Healing implies that we slow down and observe what is happening around us and what might be the root cause of how we are feeling and what may be upsetting. It suggests we ask more questions. It allows us to reduce the self-induced state of stress in exchange for a more relaxed approach to life. For many who are used to fast paced, high stress environments this will be a practice to implement over time.

For instance you might initially believe that the issues with your partner were that they just cannot follow your instructions on how to complete a specific task. When a healing approach is applied in fact you may reconsider, reframe the context entirely. Perhaps the root cause of conflict is that we may not be trusting enough of our partner to give them the freedom to complete a task in their own way.

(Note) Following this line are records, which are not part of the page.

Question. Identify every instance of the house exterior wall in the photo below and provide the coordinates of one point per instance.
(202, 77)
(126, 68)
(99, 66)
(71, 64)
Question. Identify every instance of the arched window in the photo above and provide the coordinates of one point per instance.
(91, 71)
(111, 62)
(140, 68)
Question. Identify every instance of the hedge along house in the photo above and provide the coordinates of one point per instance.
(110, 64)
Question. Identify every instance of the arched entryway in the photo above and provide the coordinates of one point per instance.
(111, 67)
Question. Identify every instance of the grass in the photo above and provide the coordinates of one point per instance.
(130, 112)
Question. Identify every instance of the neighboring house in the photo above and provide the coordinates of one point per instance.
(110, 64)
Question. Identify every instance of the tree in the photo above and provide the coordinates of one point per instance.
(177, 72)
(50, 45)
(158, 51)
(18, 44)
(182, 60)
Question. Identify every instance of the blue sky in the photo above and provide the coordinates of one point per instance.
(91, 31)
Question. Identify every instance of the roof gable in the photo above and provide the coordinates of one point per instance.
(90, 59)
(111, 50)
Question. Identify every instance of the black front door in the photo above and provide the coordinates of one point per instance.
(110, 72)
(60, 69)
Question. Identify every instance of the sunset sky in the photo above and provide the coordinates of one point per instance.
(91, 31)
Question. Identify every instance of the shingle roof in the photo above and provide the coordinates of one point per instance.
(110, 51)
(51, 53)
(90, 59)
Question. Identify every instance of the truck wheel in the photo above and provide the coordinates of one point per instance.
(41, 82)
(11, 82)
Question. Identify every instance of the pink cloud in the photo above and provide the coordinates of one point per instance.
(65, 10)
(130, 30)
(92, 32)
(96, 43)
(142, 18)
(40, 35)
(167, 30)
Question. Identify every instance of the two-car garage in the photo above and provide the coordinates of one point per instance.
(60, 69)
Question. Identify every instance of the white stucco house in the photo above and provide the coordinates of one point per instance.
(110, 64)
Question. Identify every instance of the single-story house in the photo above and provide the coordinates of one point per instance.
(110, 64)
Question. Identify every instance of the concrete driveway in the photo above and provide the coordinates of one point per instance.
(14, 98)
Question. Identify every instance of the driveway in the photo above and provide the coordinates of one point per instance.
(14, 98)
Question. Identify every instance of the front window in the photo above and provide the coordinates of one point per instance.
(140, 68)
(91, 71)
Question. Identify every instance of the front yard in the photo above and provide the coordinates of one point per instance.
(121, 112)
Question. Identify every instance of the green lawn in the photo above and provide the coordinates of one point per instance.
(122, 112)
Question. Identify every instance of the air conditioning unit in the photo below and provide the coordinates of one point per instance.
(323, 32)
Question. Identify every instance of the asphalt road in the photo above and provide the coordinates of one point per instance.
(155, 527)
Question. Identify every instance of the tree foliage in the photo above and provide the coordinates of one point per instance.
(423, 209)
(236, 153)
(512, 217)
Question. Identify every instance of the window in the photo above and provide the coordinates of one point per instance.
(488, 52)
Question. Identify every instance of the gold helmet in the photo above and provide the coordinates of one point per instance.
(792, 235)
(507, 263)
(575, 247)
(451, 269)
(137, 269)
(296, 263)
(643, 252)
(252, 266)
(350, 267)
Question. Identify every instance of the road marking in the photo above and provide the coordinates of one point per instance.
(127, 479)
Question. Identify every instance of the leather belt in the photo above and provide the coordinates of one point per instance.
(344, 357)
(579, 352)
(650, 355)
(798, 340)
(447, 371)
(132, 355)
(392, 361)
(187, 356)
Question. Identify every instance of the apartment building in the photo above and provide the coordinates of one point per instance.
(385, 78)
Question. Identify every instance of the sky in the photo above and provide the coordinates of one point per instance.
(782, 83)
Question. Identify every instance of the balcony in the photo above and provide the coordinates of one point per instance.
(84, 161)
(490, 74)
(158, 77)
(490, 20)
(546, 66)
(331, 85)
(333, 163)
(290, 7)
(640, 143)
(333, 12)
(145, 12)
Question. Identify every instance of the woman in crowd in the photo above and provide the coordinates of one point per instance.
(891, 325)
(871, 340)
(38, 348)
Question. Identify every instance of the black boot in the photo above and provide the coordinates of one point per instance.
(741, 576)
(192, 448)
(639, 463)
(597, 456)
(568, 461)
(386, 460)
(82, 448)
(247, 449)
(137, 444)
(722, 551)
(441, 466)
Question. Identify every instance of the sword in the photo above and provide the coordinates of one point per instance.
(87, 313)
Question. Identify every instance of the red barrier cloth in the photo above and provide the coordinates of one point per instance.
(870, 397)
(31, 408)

We add unessary stress by pushing, forcing our preferred methodology on others. When it’s the outcome we are actually after in the first place. Letting go of the how it gets done in favour of achieving the goal is one way to practice a healing approach vs. a fixing approach.

If you find yourself often using the language of fixing rather than healing, I invite you to slow down, take in this observation not just for the sake of your relationships and outlook on life but to create a long term state of relaxtion where your body has the optimal environment in which to digest food well, burn calories and ultimately optimize the fitness plan you have outlined.

Who doesn’t like double-duty solutions?